Efficacy of mechanisms of neuroplasticity after a stroke.

BACKGROUND: The sequelae of stoke, including the loss and recovery of function, are strongly linked to the mechanisms of neuroplasticity. Rehabilitation and non-invasive brain stimulation (NIBS) paradigms have shown promise in modulating corticomotor neuroplasticity to promote functional recovery in individuals post-stroke. However, an important limitation to these approaches is that while stroke recovery depends on the mechanisms of neuroplasticity, those mechanisms may themselves be altered by a stroke.

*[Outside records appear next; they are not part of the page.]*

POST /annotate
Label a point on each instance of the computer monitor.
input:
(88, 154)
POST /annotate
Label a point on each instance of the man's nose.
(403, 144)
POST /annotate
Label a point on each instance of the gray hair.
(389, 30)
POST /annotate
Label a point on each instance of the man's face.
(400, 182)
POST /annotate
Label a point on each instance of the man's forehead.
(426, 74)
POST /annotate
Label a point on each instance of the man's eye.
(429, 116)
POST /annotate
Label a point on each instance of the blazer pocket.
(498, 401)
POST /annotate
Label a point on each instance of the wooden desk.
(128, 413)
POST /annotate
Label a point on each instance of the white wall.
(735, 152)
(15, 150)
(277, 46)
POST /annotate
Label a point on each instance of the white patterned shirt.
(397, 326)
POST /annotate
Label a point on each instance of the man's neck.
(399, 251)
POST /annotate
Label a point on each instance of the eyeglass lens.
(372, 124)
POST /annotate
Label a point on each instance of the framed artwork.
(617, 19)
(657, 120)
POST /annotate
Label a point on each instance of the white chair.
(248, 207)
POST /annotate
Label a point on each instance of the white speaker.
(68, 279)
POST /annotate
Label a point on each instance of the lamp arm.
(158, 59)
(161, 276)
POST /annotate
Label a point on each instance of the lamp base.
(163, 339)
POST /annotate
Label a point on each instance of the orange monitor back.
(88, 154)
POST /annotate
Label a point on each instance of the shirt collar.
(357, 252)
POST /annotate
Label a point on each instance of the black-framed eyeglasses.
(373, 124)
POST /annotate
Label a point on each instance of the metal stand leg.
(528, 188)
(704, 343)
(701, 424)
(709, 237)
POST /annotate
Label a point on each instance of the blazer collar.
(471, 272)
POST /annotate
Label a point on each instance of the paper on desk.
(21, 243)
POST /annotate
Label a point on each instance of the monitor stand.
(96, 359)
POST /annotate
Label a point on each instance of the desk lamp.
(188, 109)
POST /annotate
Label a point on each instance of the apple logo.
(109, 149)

OBJECTIVE: Compare Transcranial Magnetic Stimulation (TMS)-based assessments of efficacy of mechanism of neuroplasticity between individuals post-stroke and age-matched controls.

METHODS: Thirty-two participants (16 post-stroke, 16 control) underwent an assessment of mechanisms of neuroplasticity, measured by the change in amplitude of motor evoked potentials elicited by single-pulse TMS 10-20 minutes following intermittent theta-burst stimulation (iTBS), and dual-task effect (DTE) reflecting cognitive-motor interference (CMI). In stroke participants, we further collected: time since stroke, stroke type, location, and Stroke Impact Scale 16 (SIS-16).

RESULTS: Although there was no between-group difference in the efficacy of TMS-iTBS neuroplasticity mechanism (p = 0.61, η2 = 0.01), the stroke group did not exhibit the expected facilitation to TMS-iTBS (p = 0.60, η2 = 0.04) that was shown in the control group (p = 0.016, η2 = 0.18). Sub-cohort analysis showed a trend toward a difference between those in the late-stage post-stroke and the control group (p = 0.07, η2 = 0.12). Within the post-stroke group, we found significant relationships between TMS-iTBS neuroplasticity and time since stroke onset, physical function (SIS-16), and CMI (all rs > |0.53| and p-values < 0.05).

CONCLUSIONS: In this proof-of-principle study, our findings suggested altered mechanisms of neuroplasticity in post-stroke patients which were dependent on time since stroke and related to motor function. TMS-iTBS neuroplasticity assessment and its relationship with clinical functional measures suggest that TMS may be a useful tool to study post-stroke recovery. Due to insufficient statistical power and high variability of the data, generalization of the findings will require replication of the results in a larger, better-characterized cohort.